In an article 'G.B.S. Lectures the B.B.C.', Cecil Lewis outlined Bernard Shaw's refusal to broadcast when first invited, when 'Twelfth Night' was broadcast (28 May 1923), and then his interview with him. As mentioned above in 4.1.15, Shaw shortly later read his play, 'O'Flaherty V.C.' (20 November 1924) and Lewis later wrote of his meetings with G.B.S. (Lewis, 1974, 81 ff.).
Shaw gets his teeth into wireless drama:
As to broadcasting plays, I think that you are on the wrong tack about it. You want to broadcast plays; and instead of recognizing that the invisible play is a new thing, and cannot be done in the old way, you persist in asking handsome actresses - and well-known pictorial producers - to get up ordinary theatrical performances and allow the public to overhear the dialogue. That is absurd. What use are ----'s stage pictures to people who cannot see them?

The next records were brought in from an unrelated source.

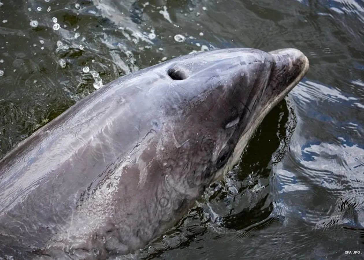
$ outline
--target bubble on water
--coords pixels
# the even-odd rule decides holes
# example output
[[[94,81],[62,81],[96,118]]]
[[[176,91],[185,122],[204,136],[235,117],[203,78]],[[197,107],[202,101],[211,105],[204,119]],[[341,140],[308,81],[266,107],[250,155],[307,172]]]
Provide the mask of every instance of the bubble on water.
[[[60,40],[57,41],[57,47],[58,48],[61,48],[64,46],[64,44]]]
[[[155,39],[155,34],[153,32],[148,35],[148,38],[151,40],[154,40]]]
[[[33,27],[36,27],[38,26],[38,21],[36,20],[32,20],[29,23],[29,25]]]
[[[97,71],[91,70],[90,72],[95,80],[95,82],[94,82],[94,87],[96,89],[99,89],[104,85],[102,83],[102,79]]]
[[[161,10],[160,11],[159,11],[159,13],[163,15],[163,17],[164,17],[165,19],[166,20],[171,23],[173,23],[172,22],[172,20],[171,20],[171,18],[170,17],[169,13],[168,13],[168,11],[167,10],[167,7],[166,5],[163,6],[163,11]]]
[[[53,25],[53,29],[55,31],[59,30],[60,28],[59,24],[56,23]]]
[[[64,59],[61,59],[59,60],[59,66],[62,68],[64,68],[66,67],[66,61],[64,60]]]
[[[209,50],[209,47],[206,45],[202,45],[201,46],[201,51],[208,51]]]
[[[186,37],[181,34],[176,34],[174,37],[174,40],[179,43],[184,42],[186,40]]]

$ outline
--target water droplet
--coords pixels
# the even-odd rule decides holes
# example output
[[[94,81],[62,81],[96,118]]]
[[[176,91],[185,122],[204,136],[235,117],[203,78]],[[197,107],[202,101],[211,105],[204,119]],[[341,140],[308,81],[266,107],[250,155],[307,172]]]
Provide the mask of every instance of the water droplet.
[[[102,79],[101,79],[99,73],[94,70],[91,70],[90,71],[90,73],[92,75],[95,82],[94,82],[94,87],[96,89],[99,89],[104,85],[102,83]]]
[[[186,40],[186,37],[181,34],[176,34],[174,36],[174,40],[178,42],[182,42]]]
[[[66,67],[66,61],[64,60],[64,59],[61,59],[59,60],[59,66],[62,68],[64,68]]]
[[[55,31],[59,29],[59,23],[56,23],[53,25],[53,29]]]
[[[29,25],[33,27],[36,27],[38,26],[38,21],[36,20],[32,20],[29,23]]]

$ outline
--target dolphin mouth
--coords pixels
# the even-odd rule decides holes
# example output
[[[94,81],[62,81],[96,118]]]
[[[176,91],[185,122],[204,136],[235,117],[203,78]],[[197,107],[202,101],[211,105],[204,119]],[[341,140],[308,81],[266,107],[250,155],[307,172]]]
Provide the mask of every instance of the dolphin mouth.
[[[306,55],[297,49],[280,49],[269,53],[275,63],[272,75],[276,78],[281,77],[286,82],[280,83],[285,88],[276,98],[282,99],[281,96],[286,95],[306,75],[309,68],[309,62]]]
[[[228,172],[238,164],[249,140],[264,118],[303,78],[309,68],[307,57],[296,49],[281,49],[269,54],[273,56],[274,64],[268,83],[268,89],[266,90],[272,97],[266,101],[259,115],[240,137],[226,166],[219,170],[213,181],[225,176]]]

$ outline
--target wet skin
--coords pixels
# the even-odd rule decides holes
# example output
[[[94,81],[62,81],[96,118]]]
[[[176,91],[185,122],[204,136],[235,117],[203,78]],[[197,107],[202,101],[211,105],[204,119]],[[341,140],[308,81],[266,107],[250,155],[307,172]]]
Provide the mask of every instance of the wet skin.
[[[0,161],[0,257],[105,259],[175,225],[302,79],[293,49],[177,58],[110,82]]]

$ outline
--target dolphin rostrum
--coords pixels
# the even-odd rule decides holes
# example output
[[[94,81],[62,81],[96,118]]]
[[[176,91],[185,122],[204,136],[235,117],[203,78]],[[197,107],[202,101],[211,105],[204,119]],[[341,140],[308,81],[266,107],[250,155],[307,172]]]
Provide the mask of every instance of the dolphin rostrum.
[[[0,161],[0,259],[145,247],[238,162],[309,67],[295,49],[214,50],[95,91]]]

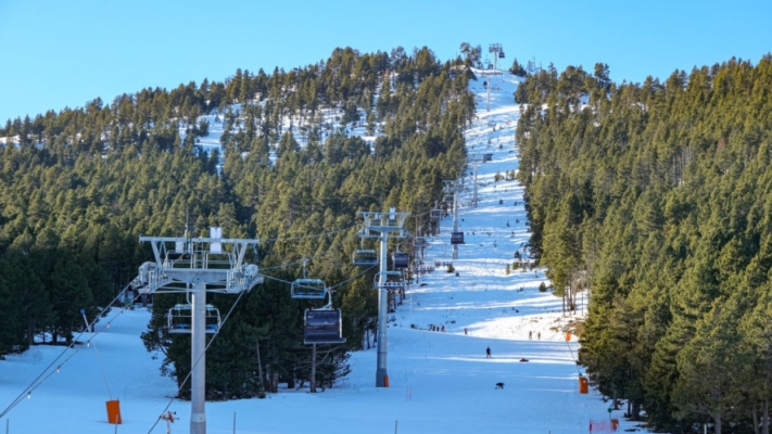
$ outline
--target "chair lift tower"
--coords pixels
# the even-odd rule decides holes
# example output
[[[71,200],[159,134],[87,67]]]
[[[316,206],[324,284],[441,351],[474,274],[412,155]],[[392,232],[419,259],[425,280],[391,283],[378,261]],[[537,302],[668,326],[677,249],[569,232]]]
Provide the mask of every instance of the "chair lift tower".
[[[485,111],[491,111],[491,79],[493,75],[497,73],[496,60],[498,58],[504,59],[504,49],[502,49],[501,43],[491,43],[488,46],[488,52],[493,53],[493,71],[486,71],[483,75],[488,76],[488,86],[485,86]],[[489,66],[490,67],[490,66]]]
[[[473,183],[472,183],[472,186],[474,186],[474,189],[473,189],[474,195],[472,196],[472,207],[477,208],[477,203],[478,203],[478,199],[477,199],[477,165],[480,162],[484,162],[484,159],[482,157],[477,156],[477,155],[471,155],[469,161],[474,164],[474,179],[473,179]]]
[[[451,233],[451,244],[453,245],[453,259],[458,259],[458,244],[464,244],[464,232],[458,230],[458,193],[465,191],[464,183],[453,181],[442,181],[442,192],[453,194],[453,232]]]
[[[144,263],[135,279],[140,293],[187,293],[191,308],[190,433],[206,434],[204,413],[206,384],[206,293],[237,294],[263,282],[254,264],[244,264],[248,248],[258,240],[224,239],[222,228],[211,228],[210,238],[140,237],[150,242],[154,263]]]
[[[405,229],[405,219],[410,213],[397,213],[394,208],[388,213],[360,212],[365,218],[365,227],[359,232],[362,238],[379,238],[381,240],[381,254],[379,277],[389,275],[387,269],[389,238],[403,239],[408,235]],[[396,233],[394,233],[396,232]],[[393,235],[391,235],[394,233]],[[376,285],[378,290],[378,361],[376,367],[376,387],[389,387],[387,373],[387,315],[389,304],[389,288],[384,278]]]

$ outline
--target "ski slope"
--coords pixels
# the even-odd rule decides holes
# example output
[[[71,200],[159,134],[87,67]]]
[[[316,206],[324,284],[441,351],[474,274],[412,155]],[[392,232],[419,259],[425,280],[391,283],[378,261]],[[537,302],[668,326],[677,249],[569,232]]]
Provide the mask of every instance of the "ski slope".
[[[539,292],[546,282],[543,270],[505,272],[516,251],[528,258],[530,235],[522,187],[494,181],[496,173],[518,168],[519,108],[511,97],[517,78],[504,73],[492,79],[490,111],[482,81],[479,76],[471,84],[478,117],[466,131],[470,155],[493,154],[478,166],[479,206],[459,208],[466,244],[458,259],[452,259],[452,216],[428,239],[423,259],[453,260],[458,276],[445,267],[420,276],[390,314],[390,387],[375,387],[372,347],[352,354],[351,374],[331,390],[282,388],[266,399],[207,403],[208,433],[587,433],[591,419],[609,417],[619,419],[619,431],[644,431],[623,420],[622,410],[609,413],[610,403],[592,387],[579,394],[579,344],[564,334],[575,318],[561,314],[558,297]],[[465,176],[471,186],[469,171]],[[459,202],[471,197],[471,191],[461,193]],[[584,302],[580,297],[580,309]],[[111,324],[93,337],[96,348],[36,346],[0,361],[0,408],[22,398],[2,418],[8,432],[164,433],[159,416],[168,408],[179,418],[172,432],[187,433],[190,403],[170,398],[176,385],[159,372],[163,356],[148,353],[139,339],[149,318],[144,310],[114,309],[98,326]],[[432,324],[445,332],[430,331]],[[46,381],[27,398],[41,373]],[[495,387],[498,382],[504,388]],[[104,403],[111,398],[121,400],[121,425],[106,422]]]

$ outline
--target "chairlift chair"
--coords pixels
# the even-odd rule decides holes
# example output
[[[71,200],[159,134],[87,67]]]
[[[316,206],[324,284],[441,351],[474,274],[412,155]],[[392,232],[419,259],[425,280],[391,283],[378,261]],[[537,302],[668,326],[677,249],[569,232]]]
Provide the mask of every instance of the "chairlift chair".
[[[354,251],[351,261],[354,265],[363,267],[378,265],[378,253],[376,251],[360,248]]]
[[[405,269],[408,266],[409,257],[405,252],[396,251],[391,255],[392,265],[396,269]]]
[[[341,309],[305,309],[305,333],[303,343],[343,344]]]
[[[381,271],[376,275],[376,289],[388,291],[400,291],[405,286],[405,278],[402,271]]]
[[[192,333],[193,309],[189,304],[177,304],[169,309],[166,315],[169,333]],[[206,333],[217,333],[222,326],[219,309],[212,305],[206,305],[205,309]]]
[[[451,244],[464,244],[464,232],[451,232]]]

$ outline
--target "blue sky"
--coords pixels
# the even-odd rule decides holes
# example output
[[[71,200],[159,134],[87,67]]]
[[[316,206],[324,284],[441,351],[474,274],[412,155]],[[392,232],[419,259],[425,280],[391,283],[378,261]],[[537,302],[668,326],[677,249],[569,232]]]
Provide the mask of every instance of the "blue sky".
[[[615,81],[772,51],[771,0],[0,0],[0,123],[145,87],[360,52],[502,43],[511,65],[596,62]]]

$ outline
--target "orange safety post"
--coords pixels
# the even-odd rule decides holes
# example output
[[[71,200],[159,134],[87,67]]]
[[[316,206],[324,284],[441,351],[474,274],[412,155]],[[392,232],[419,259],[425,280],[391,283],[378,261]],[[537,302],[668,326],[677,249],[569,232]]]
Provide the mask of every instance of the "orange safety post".
[[[117,399],[106,401],[107,405],[107,423],[123,423],[121,420],[121,401]]]

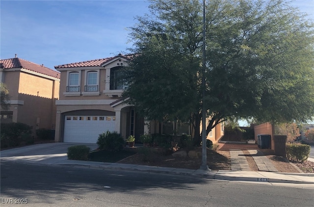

This requires an explanatory note. Who are these 'handsome actresses'? If Shaw is not speaking generally, there is Cathleen Nesbitt (1889-1982) who had appeared in the 'Shakespeare series' and had eight wireless credits by now, was said to be 'the highest salaried juvenile leading lady on the stage', according to 'The Radio Times' (6 November 1925 p 292). There was Joyce Kennedy of 'A Comedy of Danger' and Sybil Thorndike, wife of Lewis Casson. And also Athena Seyler (b 1889) of the 'Five Birds in a Cage' repeat (11 April 1924 London), and Clare Greet (1871-1939) and Helena Millais (b 1887) of a double comedy bill (9 July 1924 London). The 'well-known pictorial producers' are a puzzle. The producers listed are Milton Rosmer and Lewis Casson.
But Shaw's main point is devastatingly clear and swift: 'to get up ordinary theatrical performances and allow the public to overhear the dialogue'. Wireless had brought nothing to these one-act plays and Shakespeares from Savoy Hill.
There is one other possibility. That Shaw also refers to, or only refers to, the relays from London theatres. For example, Act III of the musical 'Midsummer Madness' had been relayed from the Lyric Hammersmith, starring Marie Tempest. But this 'relay hypothesis' is less likely in view of the rest of the article. Shaw then recommends, a bit mischievously:
What the B.B.C. have to do is to set to work to form a company of good dramatic readers, regardless of their age, and appearance, and memory, but very particular as to their voices and powers of expression and characterization
This is sound advice, particularly as he must have heard via Lewis of the setting up of the Dramatic Department and had seen that wireless acting skills needed the formation of a repertory company. Shaw also jokes:
[a company] with a good uncle to read the necessary explanations and directions, and keep this company as a permanent dramatic staff. The uncle should be clever enough to study the conditions of the invisible drama, and to make the requisite suggestions to the author when some modification of the dialogue - for instance, make the characters address one another by name more frequently - is needed to supply the lack of vision.
The joke here is that the 'uncle' referring to the 'Uncles' of 'Children's Hour' is the wireless producer. And the new 'uncle' was of course R.E. Jeffrey. Cecil Lewis, all those decades later, recalled of Shaw's broadcast:
G.B.S. .. read 'O'Flaherty, V.C.' with impeccable verve and artistry.
Not one of the staff took the trouble to be there to welcome one of the greatest men of our time. Reith would never have dreamed of missing a peer or a politician, but of what account was Shaw? That didn't worry me. I had him all to myself
(Lewis, 1974, 83)
Allowing for the circumstances of this anecdote, it might suggest that R.E. Jeffrey was absent too. To return to Shaw and his advice:
A well-selected company taking advantage of its own invisibility would soon develop a special art of broadcasting and enable you to do at least one play a week better for your purpose than you will ever get it done by sending them to the theatre for a performance.
Lewis then adds the comment after this:
One would like to add that the B.B.C. has adopted these methods in attempting to develop broadcast drama.